You can read more about type-class-itis in these blog posts by Luke Palmer and Gabriel Gonzalez (the LP one is more moderate, the GG one more... extreme)

A better solution is to remember that functions are data too. You can wrap up the functions you need into a record, and pass the record around instead.

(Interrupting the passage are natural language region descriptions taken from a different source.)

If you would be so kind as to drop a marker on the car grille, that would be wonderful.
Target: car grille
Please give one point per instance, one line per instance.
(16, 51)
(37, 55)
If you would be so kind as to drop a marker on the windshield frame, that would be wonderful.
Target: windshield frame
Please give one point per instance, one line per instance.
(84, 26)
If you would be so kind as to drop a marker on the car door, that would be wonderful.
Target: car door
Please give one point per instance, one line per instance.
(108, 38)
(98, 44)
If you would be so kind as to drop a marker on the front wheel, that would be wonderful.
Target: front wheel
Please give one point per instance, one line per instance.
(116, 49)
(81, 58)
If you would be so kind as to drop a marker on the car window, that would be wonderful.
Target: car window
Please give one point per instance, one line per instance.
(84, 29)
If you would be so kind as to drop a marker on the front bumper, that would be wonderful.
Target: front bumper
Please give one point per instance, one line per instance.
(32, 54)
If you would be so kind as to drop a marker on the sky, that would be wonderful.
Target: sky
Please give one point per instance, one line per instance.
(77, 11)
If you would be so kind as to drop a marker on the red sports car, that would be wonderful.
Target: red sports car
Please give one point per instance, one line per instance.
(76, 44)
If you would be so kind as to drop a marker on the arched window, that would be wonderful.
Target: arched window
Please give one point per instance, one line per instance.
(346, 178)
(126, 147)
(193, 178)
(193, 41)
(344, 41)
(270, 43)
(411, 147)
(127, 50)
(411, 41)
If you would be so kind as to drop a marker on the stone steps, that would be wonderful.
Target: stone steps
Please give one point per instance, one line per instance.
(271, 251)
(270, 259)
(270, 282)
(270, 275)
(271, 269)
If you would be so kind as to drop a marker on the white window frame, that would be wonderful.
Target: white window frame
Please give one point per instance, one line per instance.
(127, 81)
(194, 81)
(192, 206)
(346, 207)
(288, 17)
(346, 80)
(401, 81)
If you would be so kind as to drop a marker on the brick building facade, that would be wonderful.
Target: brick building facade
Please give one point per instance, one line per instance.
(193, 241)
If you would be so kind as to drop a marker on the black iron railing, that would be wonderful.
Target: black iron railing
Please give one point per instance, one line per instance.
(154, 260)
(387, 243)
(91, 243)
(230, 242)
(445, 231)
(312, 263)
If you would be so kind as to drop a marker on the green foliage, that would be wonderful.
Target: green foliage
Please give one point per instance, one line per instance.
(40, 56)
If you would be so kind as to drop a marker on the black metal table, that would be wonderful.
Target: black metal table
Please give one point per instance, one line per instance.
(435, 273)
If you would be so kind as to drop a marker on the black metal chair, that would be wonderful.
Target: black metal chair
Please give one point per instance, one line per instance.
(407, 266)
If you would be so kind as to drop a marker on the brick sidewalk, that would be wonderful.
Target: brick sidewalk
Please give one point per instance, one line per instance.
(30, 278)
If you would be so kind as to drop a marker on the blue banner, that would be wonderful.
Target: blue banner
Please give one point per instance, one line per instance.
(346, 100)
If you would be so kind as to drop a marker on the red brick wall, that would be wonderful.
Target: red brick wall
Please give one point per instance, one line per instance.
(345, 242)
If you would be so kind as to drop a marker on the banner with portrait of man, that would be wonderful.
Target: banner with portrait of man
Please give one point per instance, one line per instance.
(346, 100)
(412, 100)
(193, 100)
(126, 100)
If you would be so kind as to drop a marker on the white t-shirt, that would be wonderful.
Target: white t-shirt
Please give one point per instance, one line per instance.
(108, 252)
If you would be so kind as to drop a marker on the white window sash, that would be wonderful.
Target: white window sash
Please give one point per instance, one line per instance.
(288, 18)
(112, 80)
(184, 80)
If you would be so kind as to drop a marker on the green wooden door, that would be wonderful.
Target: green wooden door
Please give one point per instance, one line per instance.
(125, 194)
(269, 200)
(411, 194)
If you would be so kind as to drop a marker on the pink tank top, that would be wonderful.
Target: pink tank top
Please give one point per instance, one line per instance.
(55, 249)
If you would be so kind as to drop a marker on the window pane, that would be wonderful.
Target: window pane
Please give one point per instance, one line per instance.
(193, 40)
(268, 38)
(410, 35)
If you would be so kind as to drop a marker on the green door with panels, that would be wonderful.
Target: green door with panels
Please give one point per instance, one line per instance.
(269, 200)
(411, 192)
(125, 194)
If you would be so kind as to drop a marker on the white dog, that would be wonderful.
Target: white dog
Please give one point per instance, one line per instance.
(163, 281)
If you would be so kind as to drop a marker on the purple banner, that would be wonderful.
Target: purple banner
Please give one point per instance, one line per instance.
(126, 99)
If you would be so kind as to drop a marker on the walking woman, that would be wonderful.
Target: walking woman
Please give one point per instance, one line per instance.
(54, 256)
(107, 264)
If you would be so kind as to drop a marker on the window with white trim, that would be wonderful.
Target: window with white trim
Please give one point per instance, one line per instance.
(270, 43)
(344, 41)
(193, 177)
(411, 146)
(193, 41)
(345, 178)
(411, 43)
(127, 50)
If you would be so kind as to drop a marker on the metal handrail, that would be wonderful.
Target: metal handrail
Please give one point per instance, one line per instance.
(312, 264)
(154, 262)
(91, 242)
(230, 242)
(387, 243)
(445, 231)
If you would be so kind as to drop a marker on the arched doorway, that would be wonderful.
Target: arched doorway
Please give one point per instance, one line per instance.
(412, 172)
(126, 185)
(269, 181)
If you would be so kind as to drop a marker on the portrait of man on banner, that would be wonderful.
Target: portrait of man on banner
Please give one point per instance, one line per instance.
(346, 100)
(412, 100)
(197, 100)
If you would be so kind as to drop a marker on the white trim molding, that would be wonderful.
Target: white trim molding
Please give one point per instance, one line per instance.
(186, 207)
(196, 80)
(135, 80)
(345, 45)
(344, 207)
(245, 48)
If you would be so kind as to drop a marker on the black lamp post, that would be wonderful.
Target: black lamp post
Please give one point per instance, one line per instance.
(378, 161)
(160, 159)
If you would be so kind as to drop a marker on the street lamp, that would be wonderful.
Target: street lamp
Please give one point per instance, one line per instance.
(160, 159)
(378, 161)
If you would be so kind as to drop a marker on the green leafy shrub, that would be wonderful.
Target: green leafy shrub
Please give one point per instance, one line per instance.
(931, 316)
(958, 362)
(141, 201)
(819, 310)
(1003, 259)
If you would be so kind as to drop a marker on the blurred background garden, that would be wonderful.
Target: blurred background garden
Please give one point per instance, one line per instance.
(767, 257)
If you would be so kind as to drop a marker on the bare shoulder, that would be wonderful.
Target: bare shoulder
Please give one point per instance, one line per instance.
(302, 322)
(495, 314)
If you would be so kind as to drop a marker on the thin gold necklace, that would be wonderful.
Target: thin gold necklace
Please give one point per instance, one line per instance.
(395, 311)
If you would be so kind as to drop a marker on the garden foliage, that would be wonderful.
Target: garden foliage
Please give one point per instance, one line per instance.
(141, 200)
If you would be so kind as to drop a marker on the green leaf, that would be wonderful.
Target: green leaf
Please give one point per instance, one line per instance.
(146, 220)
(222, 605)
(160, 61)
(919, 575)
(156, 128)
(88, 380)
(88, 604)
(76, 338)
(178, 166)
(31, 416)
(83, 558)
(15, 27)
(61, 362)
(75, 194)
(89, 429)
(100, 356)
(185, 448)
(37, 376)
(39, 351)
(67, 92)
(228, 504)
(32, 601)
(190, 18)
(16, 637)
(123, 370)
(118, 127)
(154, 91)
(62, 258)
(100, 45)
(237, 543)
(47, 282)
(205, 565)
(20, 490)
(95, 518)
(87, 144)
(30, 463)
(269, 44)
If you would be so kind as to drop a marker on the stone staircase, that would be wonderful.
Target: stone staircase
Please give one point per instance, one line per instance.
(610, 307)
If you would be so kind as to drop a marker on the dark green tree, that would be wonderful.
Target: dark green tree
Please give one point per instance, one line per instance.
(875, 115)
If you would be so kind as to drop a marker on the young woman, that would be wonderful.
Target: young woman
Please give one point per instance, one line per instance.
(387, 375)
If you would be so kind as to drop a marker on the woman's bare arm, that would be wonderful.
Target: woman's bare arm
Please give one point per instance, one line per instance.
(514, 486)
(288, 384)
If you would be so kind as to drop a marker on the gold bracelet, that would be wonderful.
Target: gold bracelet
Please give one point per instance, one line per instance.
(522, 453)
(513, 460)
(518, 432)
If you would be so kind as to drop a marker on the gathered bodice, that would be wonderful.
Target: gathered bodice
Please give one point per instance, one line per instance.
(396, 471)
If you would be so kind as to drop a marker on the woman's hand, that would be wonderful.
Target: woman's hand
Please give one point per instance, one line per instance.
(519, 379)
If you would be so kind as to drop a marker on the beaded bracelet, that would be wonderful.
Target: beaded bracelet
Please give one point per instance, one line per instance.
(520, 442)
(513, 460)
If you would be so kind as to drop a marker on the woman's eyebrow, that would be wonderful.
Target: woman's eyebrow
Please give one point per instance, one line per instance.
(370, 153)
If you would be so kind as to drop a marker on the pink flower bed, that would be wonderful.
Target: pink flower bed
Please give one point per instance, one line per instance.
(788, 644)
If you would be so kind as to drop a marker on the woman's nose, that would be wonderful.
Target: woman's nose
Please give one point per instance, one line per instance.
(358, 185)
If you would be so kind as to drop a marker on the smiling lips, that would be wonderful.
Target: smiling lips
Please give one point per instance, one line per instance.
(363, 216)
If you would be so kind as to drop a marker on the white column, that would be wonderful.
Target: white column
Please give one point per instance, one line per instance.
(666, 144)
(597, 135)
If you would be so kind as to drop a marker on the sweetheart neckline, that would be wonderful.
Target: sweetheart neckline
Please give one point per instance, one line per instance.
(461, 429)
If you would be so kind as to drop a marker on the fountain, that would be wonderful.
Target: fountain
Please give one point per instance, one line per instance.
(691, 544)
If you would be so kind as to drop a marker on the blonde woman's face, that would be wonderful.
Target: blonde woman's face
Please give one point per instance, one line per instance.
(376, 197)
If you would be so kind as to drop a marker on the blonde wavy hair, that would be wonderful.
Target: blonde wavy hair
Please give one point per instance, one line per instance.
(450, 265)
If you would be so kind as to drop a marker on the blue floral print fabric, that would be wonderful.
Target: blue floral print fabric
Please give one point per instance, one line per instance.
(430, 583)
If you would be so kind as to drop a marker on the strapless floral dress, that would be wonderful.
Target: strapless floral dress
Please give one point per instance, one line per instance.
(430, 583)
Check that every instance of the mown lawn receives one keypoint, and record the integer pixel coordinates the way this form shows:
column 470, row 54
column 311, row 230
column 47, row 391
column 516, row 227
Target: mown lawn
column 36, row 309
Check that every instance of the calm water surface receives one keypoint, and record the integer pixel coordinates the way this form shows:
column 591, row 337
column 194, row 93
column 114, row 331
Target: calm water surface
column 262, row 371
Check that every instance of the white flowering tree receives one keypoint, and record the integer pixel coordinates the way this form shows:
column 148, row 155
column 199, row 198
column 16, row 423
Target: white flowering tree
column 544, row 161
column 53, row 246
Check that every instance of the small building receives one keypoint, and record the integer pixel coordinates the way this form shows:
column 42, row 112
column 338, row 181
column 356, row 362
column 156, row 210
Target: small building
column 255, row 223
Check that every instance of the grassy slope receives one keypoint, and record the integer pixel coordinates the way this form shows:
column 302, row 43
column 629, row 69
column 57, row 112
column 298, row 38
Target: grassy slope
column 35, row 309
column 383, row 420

For example, in your case I'd probably structure it like this:

module Solver where

data State s t = State { state :: s
                       , getPossibleTransitions :: [t]
                       , isValid :: Bool
                       , isGoal :: Bool
                       , transition :: t -> State s t }

getPossibleNextStates :: State s t -> [State s t]
getPossibleNextStates s = filter isValid (map transitionFunction possibleTransitions)
    where
        transitionFunction  = transition s
        possibleTransitions = getPossibleTransitions s

isStateVisited :: Eq s => [s] -> State s t -> Bool
isStateVisited visitedStates s = any (== state s) visitedStates

getNextFringeStates :: [State s t] -> [[State s t]]
getNextFringeStates states = map getPossibleNextStates states

Notice how I don't need to introduce any special language features, and the code is a lot shorter as well - 19 lines as opposed to 38 lines, even though I included all the type signatures.

Good luck!

1
votes

Eric Kow fixed my problem by using functional dependencies. He continues to use type-classes as I required. Here is his solution that compiles like a charm:

http://pastebin.com/tnqW2QGn

Here is our Haskell facebook group where we found the solution:

https://www.facebook.com/groups/programming.haskell/

-- Solver.hs
{-# LANGUAGE FunctionalDependencies #-}
{-# LANGUAGE MultiParamTypeClasses  #-}
{-# LANGUAGE ScopedTypeVariables    #-}

module Solver
    (Solver,State,Transition)
  where

class (Show t,Eq t) => Transition t where
    transition :: State s => s -> t -> s

class (Show s,Eq s) => State s where
    getPossibleTransitions :: Transition t => s -> [t]
    isStateValid :: s -> Bool
    isGoalState  :: s -> Bool

class (State s, Transition t) => Solver s t | s -> t where

    getPossibleNextStates :: s -> [s]
    getPossibleNextStates state =
       filter isStateValid (map transitionFunction possibleTransitions)
      where
       transitionFunction  = transition state :: t -> s
       possibleTransitions = getPossibleTransitions state

    isStateVisited        :: [s] -> s -> Bool
    isStateVisited visitedStates state =
       any (== state) visitedStates

    getNextFringeStates :: [s] -> [[s]]
    getNextFringeStates = map getPossibleNextStates